AI Benchmarking Falls Short on Agentic Work, Warns Ethan Mollick

Philadelphia, PA – Wharton Professor Ethan Mollick has voiced a critical concern regarding the current state of Artificial Intelligence evaluation, asserting that existing benchmarks inadequately measure the true economic value of AI systems. Mollick, a leading voice in AI research, highlighted the growing importance of "agentic work" over simple task completion in a recent social media post.

"We have too many benchmarks on model ability, and too few on agentic work. Increasingly, what matters economically is not the ability of AIs to get a question right through an API call, but rather its ability to combine tools & ability to solve a problem. That is under-measured," Mollick stated in his tweet. This perspective underscores a significant shift in how AI's real-world utility should be assessed.

Mollick's work frequently emphasizes that AI's capabilities have evolved beyond basic question-answering to systems that can plan, execute multi-step tasks, and utilize various tools autonomously. He argues that traditional benchmarks, often focused on narrow academic or coding challenges, fail to capture this complex problem-solving ability, which is crucial for economic impact. He points to OpenAI's GDPval paper as a more effective benchmarking approach, which uses realistic, multi-hour tasks designed by industry experts to evaluate AI performance.
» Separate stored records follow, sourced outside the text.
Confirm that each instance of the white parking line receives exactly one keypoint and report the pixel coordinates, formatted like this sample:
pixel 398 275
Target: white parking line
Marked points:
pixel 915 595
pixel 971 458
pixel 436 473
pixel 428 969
The concept of agentic AI, where models can act independently to achieve goals, is gaining traction across the industry. Recent advancements in models like OpenAI's GPT-5 and Anthropic's Claude showcase enhanced tool-use and reasoning, allowing them to tackle more intricate problems. However, Mollick stresses that organizations must develop their own tailored benchmarks to accurately assess AI's effectiveness for specific use cases, rather than relying solely on generic metrics.

This evolving landscape suggests that the true measure of AI's intelligence lies not just in its ability to recall information or perform isolated functions, but in its capacity for strategic planning and tool integration to solve complex, real-world challenges. As AI agents become more sophisticated, the focus on evaluating their "agentic" capabilities will be paramount for both developers and businesses seeking to leverage their full potential.